Mi torna in mente in particolare un episodio che aprì ai miei occhi di ragazzina spensierata e privilegiata il primo spiraglio di una realtà diversa e sconosciuta in cui l'inghiera acquistava un peso fino ad allora ignorato: la differenza fra la sopravvivenza e la non sopravvivenza.
Successe quando un parente di mia madre giunse dal paese dove le cavallette gli avevano distrutto il raccolto che quell'anno prometteva di essere insolitamente abbondante. Ricordo il suo onesto volto di contadino scavato dal sole e invecchiato anzitempo mentre, lentamente e girando e rigirando tra le dita nodose un pezzo dell'inghiera che gli era stata servita, raccontava con frasi rotte da frequenti pause delle sue speranze e aspettative tutte sfumate nel giro di poche ore. Si esprimeva con parole semplici che proprio per la loro scarna essenzialità lasciavano intravedere ancora di più la sua profonda disperazione.
Quel dolore espresso con pacata dignità si impresse nella mia memoria a tal punto che ancora oggi, nella cornice offerta dall'armoniosa coralità del pasto condiviso con altri commensali seduti in circolo intorno al maadi, ogni boccone rappresenta la conferma della vittoria dell'uomo sulla natura avara e spesso ostile ed il pezzetto di inghiera che porto alle labbra suggella l'intrinseca sacralità del cibo.Elvira Romano
aprile 2009
Anghera o injera?
Io opto per anghera, perché così l'ho conosciuta le prime volte che la ricordo, quando Ametè tornava dal suo giorno libero la domenica sera con lo zighinì che le aveva dato sua mamma. Era dentro una contenitore smaltato, foderato di strati di anghera intercalati da zighinì di carne. Ametè ci chiamava in cucina e, accoccolate intorno a lei, si attingeva dal contenitore.
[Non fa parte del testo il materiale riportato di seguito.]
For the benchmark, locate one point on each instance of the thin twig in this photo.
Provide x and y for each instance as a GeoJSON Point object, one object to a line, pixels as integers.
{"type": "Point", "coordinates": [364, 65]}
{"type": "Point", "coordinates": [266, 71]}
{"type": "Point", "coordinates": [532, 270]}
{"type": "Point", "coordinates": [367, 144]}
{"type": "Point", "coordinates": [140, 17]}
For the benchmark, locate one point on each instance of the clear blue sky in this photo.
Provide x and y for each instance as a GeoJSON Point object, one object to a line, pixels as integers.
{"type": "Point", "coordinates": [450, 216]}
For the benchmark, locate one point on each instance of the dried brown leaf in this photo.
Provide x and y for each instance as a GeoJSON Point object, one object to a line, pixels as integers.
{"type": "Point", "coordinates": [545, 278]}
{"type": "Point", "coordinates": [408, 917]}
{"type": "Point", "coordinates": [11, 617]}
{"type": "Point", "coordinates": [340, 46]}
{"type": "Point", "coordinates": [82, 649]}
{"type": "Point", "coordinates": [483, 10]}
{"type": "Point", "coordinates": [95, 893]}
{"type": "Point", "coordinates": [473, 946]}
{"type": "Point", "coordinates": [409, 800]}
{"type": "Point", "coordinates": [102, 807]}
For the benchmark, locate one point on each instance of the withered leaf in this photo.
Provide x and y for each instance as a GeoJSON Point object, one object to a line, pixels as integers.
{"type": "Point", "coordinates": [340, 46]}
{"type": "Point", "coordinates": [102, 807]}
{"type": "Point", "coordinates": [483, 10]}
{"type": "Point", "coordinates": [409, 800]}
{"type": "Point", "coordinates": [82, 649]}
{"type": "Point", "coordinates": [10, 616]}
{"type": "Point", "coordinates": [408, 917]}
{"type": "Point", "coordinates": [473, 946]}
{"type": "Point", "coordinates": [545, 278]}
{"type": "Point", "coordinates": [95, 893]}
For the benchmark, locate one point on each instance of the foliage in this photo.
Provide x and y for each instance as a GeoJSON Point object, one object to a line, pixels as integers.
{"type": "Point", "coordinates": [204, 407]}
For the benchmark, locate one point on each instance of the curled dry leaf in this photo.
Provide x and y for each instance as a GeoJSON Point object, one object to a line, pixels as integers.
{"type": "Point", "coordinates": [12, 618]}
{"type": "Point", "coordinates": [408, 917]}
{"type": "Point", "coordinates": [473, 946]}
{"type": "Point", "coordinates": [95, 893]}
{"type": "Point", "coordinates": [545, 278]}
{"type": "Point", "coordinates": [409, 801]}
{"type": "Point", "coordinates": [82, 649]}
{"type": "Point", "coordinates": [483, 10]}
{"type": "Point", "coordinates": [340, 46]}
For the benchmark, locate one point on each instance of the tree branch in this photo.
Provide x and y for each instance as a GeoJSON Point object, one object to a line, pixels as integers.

Era un rito privato, tra noi e Ametè ed era bellissimo e buonissimo!!!
Davanti la palazzina dove abitavano anche le famiglie di Paoletta Comini e di Riccardo Pizzimento c'era un posto dove vendevano l'anghera. Quando si usciva dal Bottego dopo le lezioni pomeridiane, si arrivava fin là per comperare l'anghera della merenda. Calda, un po' appiccicosa, spolverata di berberè e sale, la si doveva inghiottire a piccoli bocconi, per non rischiare di incoconarsi ma quale Nutella!
Quando passiamo da Roma, facciamo la scorta di anghere da portare a casa, che poi divido in pacchetti da 4 e surgelo.
Quella volta, era il periodo natalizio, tornando a Venezia, siamo stati dirottarti su Trieste per nebbia. Arrivati all'aeroporto Ronchi dei Legionari, non c'è un bar aperto o un distributore automatico usufruibile e i ragazzi cominciano ad avere fame. Saliti sul pullman che ci porterà a Venezia, mi viene in mente la scorta di anghere che ho nella borsa a mano ai miei piedi e quindi comincio a pescare e tiro fuori dei brandelli di anghera che distribuisco ai ragazzi, a Vanni e me. L'armeggio non passa inosservato e avverto gli sguardi curiosi degli altri passeggeri. Cerco allora di esaminarmi con i loro occhi. E' come se io stessi attingendo dall'imbottitura del sedile tirando fuori dei lembi di gommapiuma per mangiarli lo dico a Vanni e cominciamo a ridere. Mangiamo brandelli di anghera e ridiamo, acuendo così la perplessità degli astanti, tanto che al colmo dell'ilarità notiamo che una mamma con disdegno fa voltare la testa al suo bambino che ci sta osservando curioso!
Anghera o injera o inghiera: in fin dei conti, che importa? E' sempre lei, schiettamente acidula, saporita e generosa nel suo conviviale proporsi stesa sotto il cibo, catturandone aroma e sapore. E' al tempo stesso cibo, piatto e posata e quando la "tovaglia" di anghera è finita, è finito anche il pranzo.